No changes needed. This is the **gold standard** for background tasks.

---

## Performance Projections

### Current System (Before Optimization)

| Players | Stamina Regen Time | Combat Check Time | Total Background Load |
|---------|-------------------|-------------------|---------------------|
| 100     | 0.5s              | 0.1s              | Negligible          |
| 1,000   | 5s                | 1s                | Manageable          |
| 10,000  | **50s+**          | **10s+**          | 🔴 **Breaking**     |
| 100,000 | **500s+**         | **100s+**         | 💀 **Dead**         |

### After Optimization (Single-Query Approach)

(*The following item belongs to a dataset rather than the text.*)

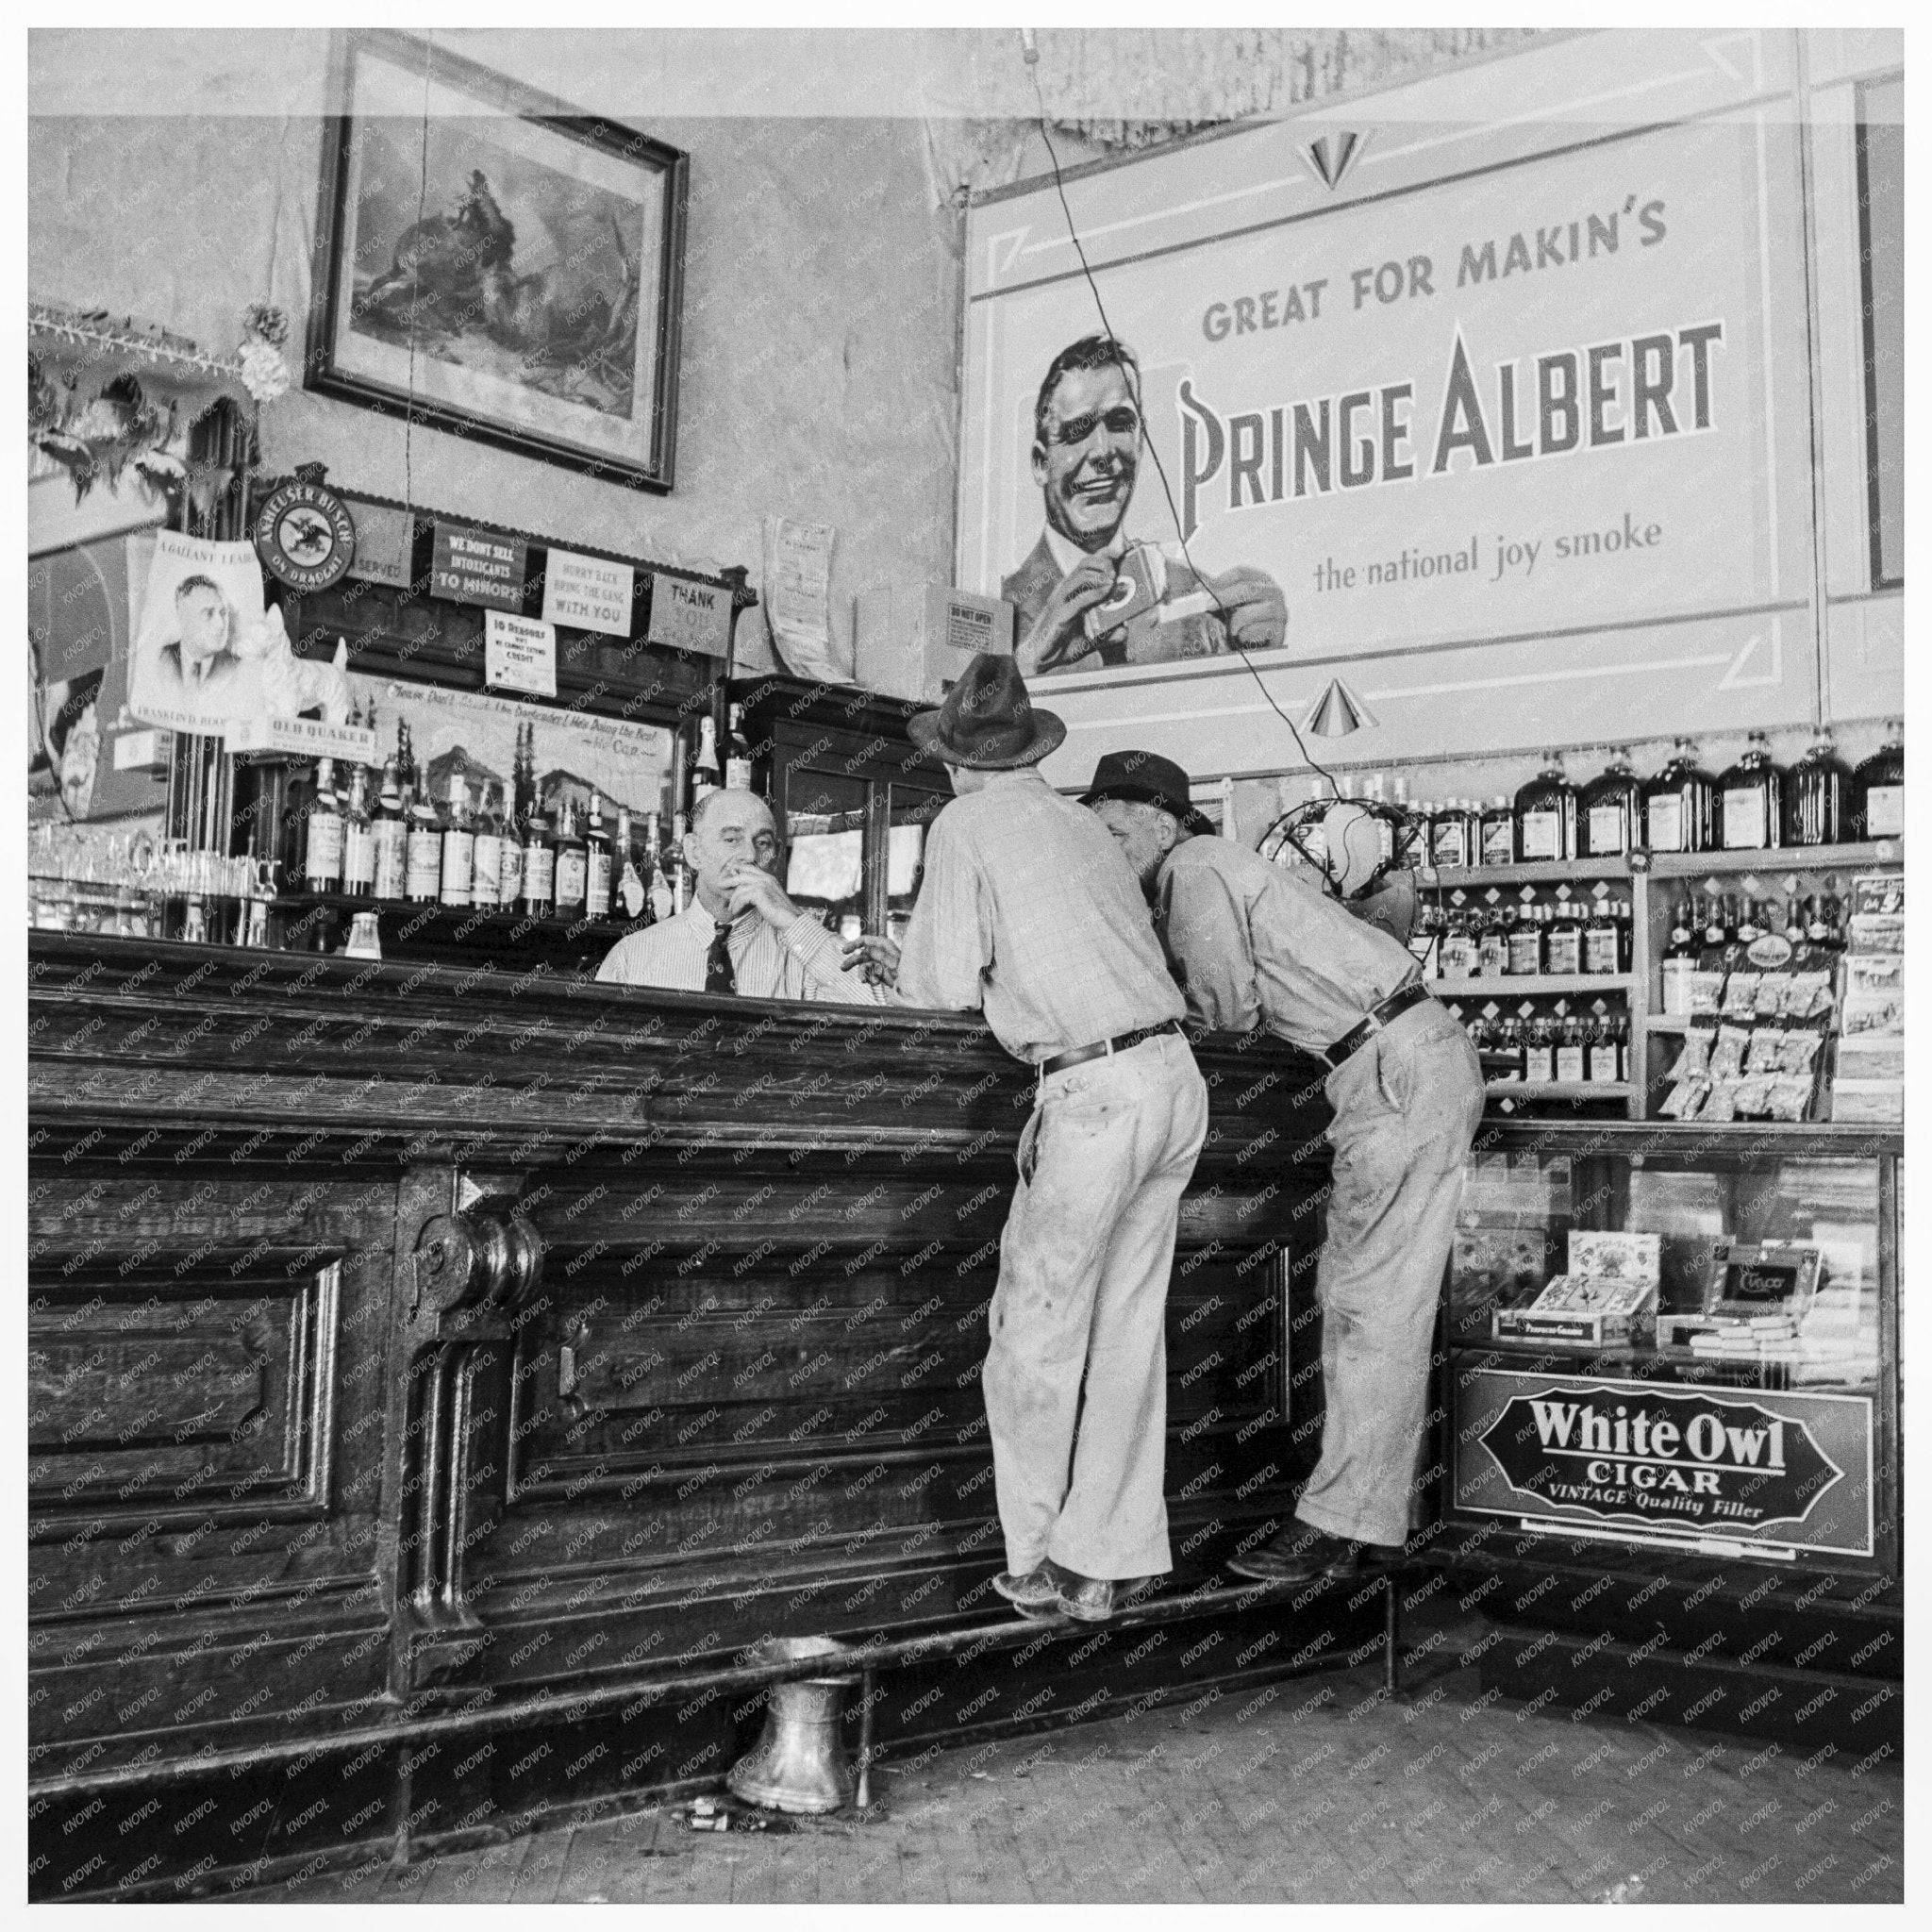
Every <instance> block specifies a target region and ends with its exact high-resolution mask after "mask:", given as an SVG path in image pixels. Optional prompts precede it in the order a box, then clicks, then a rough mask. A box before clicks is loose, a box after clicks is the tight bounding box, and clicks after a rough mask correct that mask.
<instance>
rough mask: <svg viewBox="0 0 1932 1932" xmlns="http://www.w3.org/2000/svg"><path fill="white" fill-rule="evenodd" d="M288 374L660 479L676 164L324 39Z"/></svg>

| Players | Stamina Regen Time | Combat Check Time | Total Background Load |
|---------|-------------------|-------------------|---------------------|
| 100     | 0.1s              | 0.1s              | Negligible          |
| 1,000   | 0.2s              | 0.5s              | Low                 |
| 10,000  | **0.5s**          | **2s**            | 🟢 **Good**         |
| 100,000 | **2s**            | **10s**           | 🟡 **Acceptable**   |

---

## Additional Recommendations

### 1. Add Database Indexes
```sql
-- Speed up stamina regeneration query
CREATE INDEX idx_players_stamina_regen
ON players(is_dead, stamina)
WHERE is_dead = FALSE AND stamina < max_stamina;

-- Speed up idle combat check
CREATE INDEX idx_combat_turn_time
ON active_combats(turn_started_at);

-- Already optimal for dropped items
CREATE INDEX idx_dropped_items_timestamp
ON dropped_items(drop_timestamp);
```

### 2. Add Monitoring
```python
import time

async def regenerate_stamina():
    while not shutdown_event.is_set():
        try:
            await asyncio.wait_for(shutdown_event.wait(), timeout=300)
        except asyncio.TimeoutError:
            start_time = time.time()
            logger.info("Running stamina regeneration...")

            players_updated = await database.regenerate_all_players_stamina()

            elapsed = time.time() - start_time
            logger.info(
                f"Regenerated stamina for {players_updated} players "
                f"in {elapsed:.2f}s"
            )

            # Alert if slow
            if elapsed > 5.0:
                logger.warning(
                    f"⚠️ Stamina regeneration took {elapsed:.2f}s "
                    f"(threshold: 5s)"
                )
```

### 3. Add Connection Pooling
```python
# In database.py
from sqlalchemy.pool import NullPool, QueuePool

engine = create_async_engine(
    DATABASE_URL,
    poolclass=QueuePool,
    pool_size=20,          # Max 20 connections
    max_overflow=10,       # Allow 10 more if needed
    pool_pre_ping=True,    # Test connections before use
)
```

### 4. Consider Redis for Hot Data
For frequently accessed data (player stats, combat state):
```python
import redis.asyncio as redis

# Cache player stamina in Redis
async def get_player_cached(player_id: int):
    cached = await redis_client.get(f"player:{player_id}")
    if cached:
        return json.loads(cached)

    # Fetch from DB, cache for 1 minute
    player = await database.get_player(player_id)
    await redis_client.setex(
        f"player:{player_id}",
        60,
        json.dumps(player)
    )
    return player
```

---

## Implementation Priority

1. **🔴 IMMEDIATE:** Fix `regenerate_stamina()` with single-query approach
2. **🟡 HIGH:** Add batching to `check_combat_timers()`
3. **🟢 MEDIUM:** Add database indexes
4. **🟢 MEDIUM:** Add performance monitoring
5. **🔵 LOW:** Consider Redis caching (only if needed)

---

## Conclusion

**Current state at 10,000 players:**
- ❌ `regenerate_stamina()`: **WILL BREAK** (50+ seconds per cycle, 10K queries)
- ⚠️ `check_combat_timers()`: **WILL STRUGGLE** (500-1000 queries per cycle)
- ✅ `decay_dropped_items()`: **WORKS PERFECTLY** (1 query, optimal design)

**After optimization:**
- ✅ All tasks complete in **<5 seconds** total
- ✅ Scales to **100,000+ players**
- ✅ Minimal database load
- ✅ No memory bloat

**Bottom line:** The single-query approach for `regenerate_stamina()` is **CRITICAL** for any production deployment beyond 1000 players.